Penilaian ogoh-ogoh di Denpasar Selatan kembali menjadi sorotan menjelang Hari Raya Nyepi. Pada 24 Februari 2026, suasana di Banjar Dukuh Mertajati dipenuhi semangat kreativitas, gotong royong, dan antusiasme warga yang menyambut momen penilaian ogoh-ogoh tahun ini.
Tradisi ogoh-ogoh merupakan bagian penting dari rangkaian menyambut Hari Raya Nyepi, yang dirayakan setiap Tahun Baru Saka di Bali. Penilaian ini menjadi ajang apresiasi terhadap karya seni dan dedikasi Sekaa Teruna dalam melestarikan budaya Bali.
Apa Itu Penilaian Ogoh-Ogoh di Denpasar Selatan?
Penilaian ogoh-ogoh adalah proses seleksi dan evaluasi karya patung ogoh-ogoh yang dibuat oleh Sekaa Teruna di masing-masing banjar. Di wilayah Denpasar, khususnya Kecamatan Denpasar Selatan, kegiatan ini rutin digelar setiap tahun menjelang Nyepi.
Tim juri biasanya menilai dari berbagai aspek, seperti:
- Konsep dan makna filosofi
- Kreativitas desain
- Teknik pengerjaan
- Kesesuaian dengan tema
- Kekompakan tim dan presentasi
Banjar Dukuh Mertajati tahun ini menampilkan ogoh-ogoh dengan detail artistik yang kuat serta pesan moral yang relevan dengan kehidupan sosial masa kini.
Suasana LIVE REPORT di Banjar Dukuh Mertajati
Sejak sore hari, warga mulai memadati area banjar.
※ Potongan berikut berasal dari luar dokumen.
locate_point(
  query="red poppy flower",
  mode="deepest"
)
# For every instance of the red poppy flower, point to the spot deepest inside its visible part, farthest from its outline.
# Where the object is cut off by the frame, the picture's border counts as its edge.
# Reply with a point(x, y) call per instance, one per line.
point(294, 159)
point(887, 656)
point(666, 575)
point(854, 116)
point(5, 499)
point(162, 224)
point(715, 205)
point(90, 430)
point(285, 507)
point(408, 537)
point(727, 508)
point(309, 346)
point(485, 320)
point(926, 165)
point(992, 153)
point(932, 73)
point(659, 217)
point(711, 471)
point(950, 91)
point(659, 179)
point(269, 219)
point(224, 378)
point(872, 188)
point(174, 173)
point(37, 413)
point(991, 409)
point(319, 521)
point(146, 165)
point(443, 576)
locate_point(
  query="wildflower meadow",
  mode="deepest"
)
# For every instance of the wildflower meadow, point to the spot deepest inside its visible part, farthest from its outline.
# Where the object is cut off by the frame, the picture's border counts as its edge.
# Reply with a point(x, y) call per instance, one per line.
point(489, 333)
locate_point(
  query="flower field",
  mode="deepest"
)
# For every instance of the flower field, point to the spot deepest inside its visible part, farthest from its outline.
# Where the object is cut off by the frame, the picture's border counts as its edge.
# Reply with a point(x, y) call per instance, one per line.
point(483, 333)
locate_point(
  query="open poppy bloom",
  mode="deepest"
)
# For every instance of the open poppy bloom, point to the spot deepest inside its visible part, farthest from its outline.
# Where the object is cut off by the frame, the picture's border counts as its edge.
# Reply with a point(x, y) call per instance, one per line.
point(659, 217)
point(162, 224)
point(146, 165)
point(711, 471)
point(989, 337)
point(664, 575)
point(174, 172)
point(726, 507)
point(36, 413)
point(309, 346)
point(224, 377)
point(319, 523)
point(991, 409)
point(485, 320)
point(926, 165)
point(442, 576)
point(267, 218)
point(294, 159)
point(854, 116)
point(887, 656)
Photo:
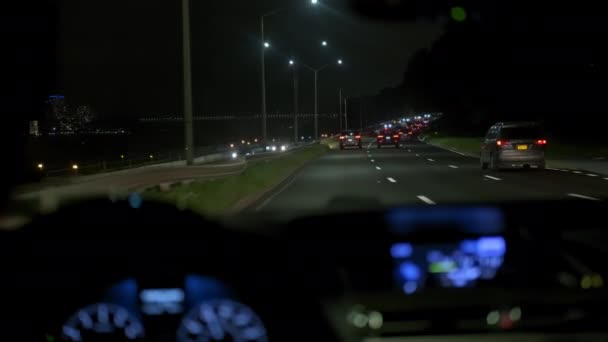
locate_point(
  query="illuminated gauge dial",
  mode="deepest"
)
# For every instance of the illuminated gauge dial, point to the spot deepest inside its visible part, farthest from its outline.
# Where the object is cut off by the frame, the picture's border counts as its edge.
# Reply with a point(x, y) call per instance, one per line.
point(221, 320)
point(102, 322)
Sorak sorai dan semangat para pemuda terasa jelas saat tim penilai tiba. Ogoh-ogoh ditampilkan dengan pencahayaan maksimal untuk memperlihatkan detail ukiran, ekspresi wajah, hingga ornamen pendukung.
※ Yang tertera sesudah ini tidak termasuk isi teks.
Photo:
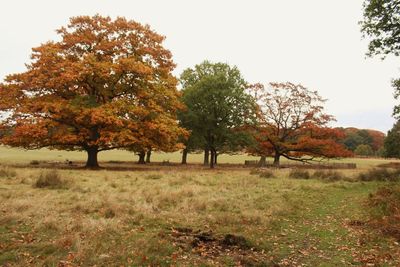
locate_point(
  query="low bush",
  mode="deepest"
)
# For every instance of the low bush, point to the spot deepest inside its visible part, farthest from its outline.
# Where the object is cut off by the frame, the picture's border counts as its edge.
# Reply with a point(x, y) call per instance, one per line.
point(7, 172)
point(299, 174)
point(263, 173)
point(153, 177)
point(385, 210)
point(330, 175)
point(381, 174)
point(51, 179)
Beberapa poin menarik dari penilaian di Banjar Dukuh Mertajati:
- Struktur ogoh-ogoh yang kokoh dan proporsional
- Teknik pewarnaan yang halus dan realistis
- Penggunaan material ramah lingkungan
- Alur cerita yang disampaikan dengan jelas saat presentasi
Momentum ini bukan sekadar lomba, tetapi juga ajang mempererat solidaritas antar pemuda dan warga.
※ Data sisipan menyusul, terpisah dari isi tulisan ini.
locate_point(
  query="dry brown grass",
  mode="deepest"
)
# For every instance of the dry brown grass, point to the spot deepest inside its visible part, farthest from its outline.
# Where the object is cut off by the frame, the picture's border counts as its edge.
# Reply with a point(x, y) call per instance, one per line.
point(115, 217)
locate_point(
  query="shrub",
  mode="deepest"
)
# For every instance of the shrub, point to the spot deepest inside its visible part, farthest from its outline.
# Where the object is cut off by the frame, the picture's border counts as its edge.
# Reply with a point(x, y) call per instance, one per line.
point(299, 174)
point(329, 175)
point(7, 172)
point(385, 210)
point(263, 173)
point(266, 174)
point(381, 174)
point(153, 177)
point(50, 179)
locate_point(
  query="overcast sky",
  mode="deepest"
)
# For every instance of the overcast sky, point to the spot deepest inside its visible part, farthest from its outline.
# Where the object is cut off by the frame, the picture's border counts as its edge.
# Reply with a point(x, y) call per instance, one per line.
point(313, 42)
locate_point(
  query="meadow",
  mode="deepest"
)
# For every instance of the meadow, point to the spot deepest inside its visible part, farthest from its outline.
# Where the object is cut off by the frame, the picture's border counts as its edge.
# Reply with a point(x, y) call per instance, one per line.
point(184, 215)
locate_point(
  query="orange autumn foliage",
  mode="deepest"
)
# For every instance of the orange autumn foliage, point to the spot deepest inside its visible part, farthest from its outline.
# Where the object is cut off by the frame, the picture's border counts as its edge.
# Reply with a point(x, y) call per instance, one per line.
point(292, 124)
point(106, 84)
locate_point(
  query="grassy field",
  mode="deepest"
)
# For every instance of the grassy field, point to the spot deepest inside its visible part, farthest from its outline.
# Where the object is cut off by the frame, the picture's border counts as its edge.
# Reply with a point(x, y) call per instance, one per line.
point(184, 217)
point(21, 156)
Mengapa Penilaian Ogoh-Ogoh Penting?
Penilaian ogoh-ogoh memiliki peran strategis dalam pelestarian budaya Bali, antara lain:
- Mendorong kreativitas generasi muda
- Melestarikan nilai seni dan filosofi Bali
- Menjaga tradisi menjelang Nyepi tetap hidup dan relevan
- Menguatkan identitas budaya lokal di tengah modernisasi
Setiap tahun, inovasi karya semakin berkembang, baik dari sisi teknik maupun konsep cerita yang diangkat.
Kesimpulan
Penilaian ogoh-ogoh Denpasar Selatan di Banjar Dukuh Mertajati pada 24 Februari 2026 berlangsung meriah dan penuh semangat. Tradisi ini bukan hanya perlombaan seni, tetapi simbol dedikasi generasi muda dalam menjaga warisan budaya Bali tetap hidup dan berkembang.
LIVE REPORT ini menjadi bukti bahwa ogoh-ogoh bukan sekadar patung, melainkan karya seni sarat makna, filosofi, dan kebersamaan.